Wycieczka rowerowa jest atrakcyjną formą spędzania wolnego czasu zarówno dla dzieci i dorosłych.Bardzo pozytywnym zjawiskiem jest rodzinna rekreacja na rowerach.Niestety jeszcze wielu z naszych rodaków woli spędzać swój wolny letni dzień na "grillowaniu".Każde dziecko posiada swój rower,ale niewielu z nich przejechało jednorazowo więcej niż kilka kilometrów.Przeważnie są to krótkie przejażdżki do kolegi czy do szkoły.Chcąc rozbudzić zainteresowanie turystyką rowerową zorganizowałam 2 wycieczki poza naszą dzielnicę (Podlesie).
Pierwsza odbyła się w czerwcu 2006.Wyjazd nastąpił z placu szkolnego.Ulicami Podlesia i Kostuchny przejechaliśmy do lasu, w którym zaczyna się ścieżka rowerowa.Po kilku kilometrach minęliśmy rezerwat florystyczny Ochojec.Kierowaliśmy się w stronę Giszowca mijając po drodze Staw Barbara i Staw Janina.

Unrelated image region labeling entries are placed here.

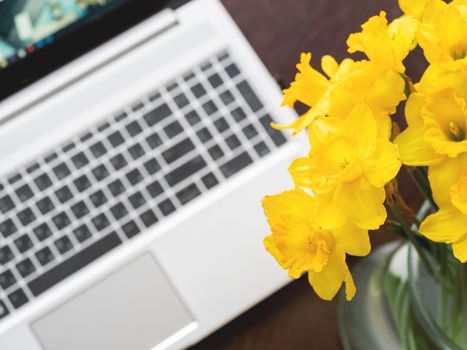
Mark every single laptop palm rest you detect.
[32,254,194,350]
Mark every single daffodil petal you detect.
[420,206,467,243]
[332,224,371,256]
[452,237,467,263]
[394,126,445,166]
[428,154,467,206]
[363,139,402,187]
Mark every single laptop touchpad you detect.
[32,254,194,350]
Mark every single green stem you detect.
[390,204,436,276]
[409,167,438,211]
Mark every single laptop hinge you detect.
[0,9,179,125]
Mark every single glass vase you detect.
[339,243,467,350]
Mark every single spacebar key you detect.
[28,232,122,296]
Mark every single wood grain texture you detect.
[192,0,424,350]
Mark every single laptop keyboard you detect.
[0,52,286,319]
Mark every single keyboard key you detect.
[0,300,10,320]
[0,245,14,265]
[237,81,263,112]
[73,225,91,243]
[122,220,141,238]
[203,101,218,115]
[8,288,28,309]
[185,111,201,126]
[191,83,206,98]
[128,143,144,160]
[196,128,212,143]
[201,173,219,189]
[115,112,128,122]
[225,63,240,78]
[36,247,55,266]
[108,180,125,197]
[44,152,58,163]
[15,234,33,253]
[0,195,15,214]
[158,199,175,216]
[71,201,89,219]
[110,203,128,220]
[73,175,91,192]
[208,73,223,89]
[242,124,258,140]
[36,197,55,215]
[16,258,36,277]
[92,214,110,231]
[220,152,253,178]
[144,158,161,175]
[125,120,143,136]
[201,62,212,72]
[92,165,110,181]
[52,213,71,230]
[18,208,36,226]
[52,163,71,180]
[140,209,159,227]
[89,190,107,208]
[89,141,107,158]
[260,114,287,147]
[232,107,246,123]
[146,181,164,198]
[128,192,146,209]
[34,223,52,241]
[146,132,162,149]
[174,93,190,109]
[62,142,76,153]
[165,156,207,187]
[110,154,128,170]
[126,169,144,186]
[97,122,110,132]
[208,145,224,160]
[164,121,183,139]
[131,102,144,112]
[55,186,73,204]
[28,232,122,296]
[0,270,16,290]
[162,138,195,164]
[79,132,92,143]
[0,219,18,238]
[143,103,172,126]
[71,152,89,169]
[225,135,241,151]
[55,236,73,254]
[214,117,229,133]
[177,184,201,205]
[255,141,271,157]
[15,184,34,202]
[166,81,178,91]
[26,163,41,174]
[107,131,125,147]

Nad tym drugim zrobiliśmy odpoczynek, delektując się ciszą panującą wokół.
Następnie wyruszyliśmy w kierunku Murcek.Po przejechaniu pod drogą szybkiego ruchu wjechaliśmy do parku, a później do przepięknego lasu bukowego, który stanowi rezerwat Las Murckowski.Dojechaliśmy do ulicy Beskidzkiej,po kilku kilometrach dotarlismy do lasu w Kostuchnie, po czym wróciliśmy do Podlesia.Cała trasa liczyła 28 kilometrów.
Druga wycieczka odbyła się w ostatnią sobotę kwietnia w kierunku Muchowca i Doliny Trzech Stawów.Dzieci mogły zobaczyć lotnisko,przystań kajakową, w czasie postoju brały udział w zabawach z piłką. Wycieczki rowerowe dały dzieciom dużo radości pomimo zmęczenia, stały się okazją do poznania ciekawych okolic naszego miasta.Myślę,że "zarażą" tą formą spędzania czasu swoich rodziców, rodzeństwo i kolegów.